Exils/ Ghorbet de Marwen Tlili

L’addiction à l’amour dans Exils/ Ghorbet de Marwen Tlili

par Hanen Allouch

Exils / Ghorbet[1] (2016) de Marwen Tlili est un docufiction canado-tunisien d’une durée de 9 minutes, projeté dans le cadre du 33e festival international du cinéma Vues D’Afrique qui se tient à Montréal, à la cinémathèque québécoise, du 13 au 23 avril 2017. Ce film a été programmé au cours de la séance thématique « Immigration et identités partagées », avec trois autres courts métrages : Ennemis intérieurs (2016) de Sélim Azzazi, Malgache d’Amérique (2015) d’Alex B Martin et Oustaz  (2016) de Bentley Brown.  La projection a été suivie d’un débat en présence des réalisateurs Marwen Tlili et Alex B Martin. Le film de Marwen Tlili a intrigué le public et a suscité un certain nombre de réactions au moment du débat autour des questions de la migration, de la dépendance, de l’identité et de la négociation de soi et de l’altérité au sein de la collectivité. En fait, Exils/ Ghorbet met en scène le parcours de son réalisateur, Marwen Tlili, qui se tend le miroir de la fiction pour s’aider lui-même dans sa quête personnelle et pour aider ceux qui passent par des expériences similaires d’exils et d’addiction à l’alcool. Une grande partie du court métrage a été filmée dans un bar, Marwen est accompagné de deux autres personnages, Margot, une employée de ce bar, et Quentin, son collègue en études cinématographiques. Par leurs confidences, les trois personnages participent à la formation d’une mosaïque où être soi-même implique nécessairement la conscience de l’altérité. À la croisée des chemins, ils révèlent leurs portraits, au sens photographique d’une révélation, et au fur et à mesure qu’ils évoluent dans l’espace filmique, ces personnages se transforment en figures.

Figures d’exils

Marwen, Margot et Quentin mènent un combat collectif contre la marginalisation et l’exclusion. C’est ainsi que Margot revendique ses racines autochtones et que Quentin dénonce le regard qui voudrait l’enfermer en le typant ethniquement en tant que métis.

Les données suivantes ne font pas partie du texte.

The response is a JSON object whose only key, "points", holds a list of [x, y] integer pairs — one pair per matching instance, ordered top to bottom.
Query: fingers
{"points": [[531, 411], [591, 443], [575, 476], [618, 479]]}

En effet, Quentin, moitié algérien et moitié guadeloupéen, fait de son identité sa plus grande réussite personnelle, puisqu’il la place au-dessus des stéréotypes, s’affirmant ainsi grâce sa culture et à son éloquence, contre le masque de l’exotisme auquel le rappelle la société. Quant à Margot, l’employée de bar, elle structure son identité québécoise autour d’un dialogue entre d’une part, ses origines autochtones, et d’autre part, sa façon d’être au monde, en tant que personne active prenant part à une communauté montréalaise inclusive et ouverte. Margot représente la catégorie de personnes pour qui le vivre ensemble se concrétise en tant que pratique quotidienne, dans un monde où la marche du progrès ne choisit pas ses laissés-pour-compte. Elle incarne à la fois la figure féminine et féministe qui vient créer un équilibre dans un monde masculin peuplé de chagrin. Margot est le trait d’union entre les figures qui peuplent le bar, et c’est en quelque sorte grâce à elle que les personnages font partie d’un seul espace-monde.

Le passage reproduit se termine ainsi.